Los cuentos suelen ser historias tristes, de infancias desgraciadas y destinos torcidos por la calle. También historias de amor en las que abundan la lluvia y el adiós. La soledad suele ser además una constante en los poemas. Cuando Marcos me pasa la revista busco el relato de Enzo.
A que no sabés dónde trabaja su madre, me distrae. Y me cuenta: en el Ministerio de Justicia.
Enzo tituló su cuento “La araña”.
Después del encuentro en el aula, mientras fumamos en el patio, sigo hojeando la revista.
Y usté me diría qué le parece mi escrito, me pregunta Enzo. Me lo pregunta justo cuando estoy observando la ilustración, una araña peluda.
También lo dibujé. Pero no me importa el dibujo.
Está atardeciendo. El cielo se puso más opaco, el frío de junio más frío. Seguro esta noche nevará. Un penitenciario nos informa que nuestro tiempo terminó. Tenemos que dejar el penal.
Puede que salga pronto, me dice Enzo. Lo puedo llamar para que me oriente. Quisiera perfeccionarme.
Cambiamos nuestras direcciones de mail. Como todos los demás presos me despide con un apretón brusco, fuerte, la cabeza baja, esquivando la mirada. La mano áspera, firme, trasunta lo que la mirada retrae: un reconocimiento viril.
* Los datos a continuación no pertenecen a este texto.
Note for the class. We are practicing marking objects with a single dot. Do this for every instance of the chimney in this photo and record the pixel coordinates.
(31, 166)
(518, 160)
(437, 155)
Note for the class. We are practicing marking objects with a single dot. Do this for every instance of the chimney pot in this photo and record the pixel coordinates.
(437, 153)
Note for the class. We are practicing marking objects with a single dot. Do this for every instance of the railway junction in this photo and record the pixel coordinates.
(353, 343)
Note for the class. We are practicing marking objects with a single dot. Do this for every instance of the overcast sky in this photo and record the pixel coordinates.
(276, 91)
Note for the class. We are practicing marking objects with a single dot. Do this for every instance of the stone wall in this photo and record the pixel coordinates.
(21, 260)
No cualquiera se anima a venir acá, te lo dije, me recuerda Marcos. Y ellos lo valoran. Ojalá ese pibe se contacte con vos cuando salga, ojalá puedas hacer algo. Amén.
Los docentes dejan la oficina. Enfilan hacia la puerta del patio. Adelante, las maestras, Linares y Heredia detrás. Florencia, Marcos y yo caminamos detrás. A medida que cruzamos el patio los presos nos saludan. Pero la salida se frena cuando estamos ante la puerta con un ventanuco enrejado.
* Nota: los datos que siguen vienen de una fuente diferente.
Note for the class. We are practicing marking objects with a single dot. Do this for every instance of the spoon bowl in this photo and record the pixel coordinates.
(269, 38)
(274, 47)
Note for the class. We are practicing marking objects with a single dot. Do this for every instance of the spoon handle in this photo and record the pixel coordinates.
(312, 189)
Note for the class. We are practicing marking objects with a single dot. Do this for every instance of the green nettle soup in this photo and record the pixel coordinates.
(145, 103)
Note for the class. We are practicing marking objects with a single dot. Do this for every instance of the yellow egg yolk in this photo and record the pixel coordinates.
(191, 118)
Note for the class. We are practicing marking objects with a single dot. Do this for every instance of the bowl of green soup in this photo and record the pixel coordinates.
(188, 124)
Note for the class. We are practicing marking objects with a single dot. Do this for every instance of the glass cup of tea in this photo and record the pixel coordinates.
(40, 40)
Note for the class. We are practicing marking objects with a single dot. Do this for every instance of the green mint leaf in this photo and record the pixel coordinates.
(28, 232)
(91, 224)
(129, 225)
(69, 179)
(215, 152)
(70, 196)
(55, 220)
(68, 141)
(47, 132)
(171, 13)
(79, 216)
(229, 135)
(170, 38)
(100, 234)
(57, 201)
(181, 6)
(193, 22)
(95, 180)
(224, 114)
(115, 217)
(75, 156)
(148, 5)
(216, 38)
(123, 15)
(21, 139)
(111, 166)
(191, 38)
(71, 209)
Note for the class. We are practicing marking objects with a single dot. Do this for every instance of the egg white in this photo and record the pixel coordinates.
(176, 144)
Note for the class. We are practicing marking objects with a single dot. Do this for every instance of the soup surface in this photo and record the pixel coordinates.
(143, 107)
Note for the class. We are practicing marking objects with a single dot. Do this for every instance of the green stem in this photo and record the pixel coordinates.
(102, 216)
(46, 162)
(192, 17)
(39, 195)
Van a tener que esperar, nos dice un penitenciario por el ventanuco. Están entrando un preso que se retoba.
Volvemos a la oficina. Los docentes no se inmutan por la espera. Otra ronda de mate. Florencia se quedó en el patio, fumando. Los internos vuelven a los túneles, a sus celdas. Ya es de noche. El patio está desierto, quieto. Finalmente el penitenciario abre la puerta en el otro extremo del patio. Nos hace una seña. Ahora sí. Podemos irnos.
Doblé la revista. Más tarde, en el hotel, la guardé en el bolso. Si bien la impresión que me había dejado el penal era densa, ominosa, no tardé en olvidarla. La memoria funciona por omisión para que sigamos nuestra vida.
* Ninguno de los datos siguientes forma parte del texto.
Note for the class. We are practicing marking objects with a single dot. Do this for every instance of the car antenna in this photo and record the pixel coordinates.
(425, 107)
Pasaron meses. Empezaba el otoño cuando una madrugada, mientras redondeaba un artículo, me entró un mail. Remitente: [email protected]. Asunto: “Colega en libertad, amigo”. Enzo había salido en libertad. Paraba por San Telmo. Iba a ganarse la vida como escritor, prometía. Cumplía con lo pactado. Me invitaba a tomar una birra. En tanto, me mandaba unos pensamientos: “No creas que todo perdura. Cree en que todo termina. Y verás que hay un nuevo comienzo. Lleno de felicidad”. Después, me pasaba un celular. Me pedía mi número a cambio. Le respondí, quedé en llamarlo. Y, por la mañana, cuando marqué su celular, una voz funcional informaba que estaba apagado o fuera del área de cobertura. Lo intenté varias veces sin resultado.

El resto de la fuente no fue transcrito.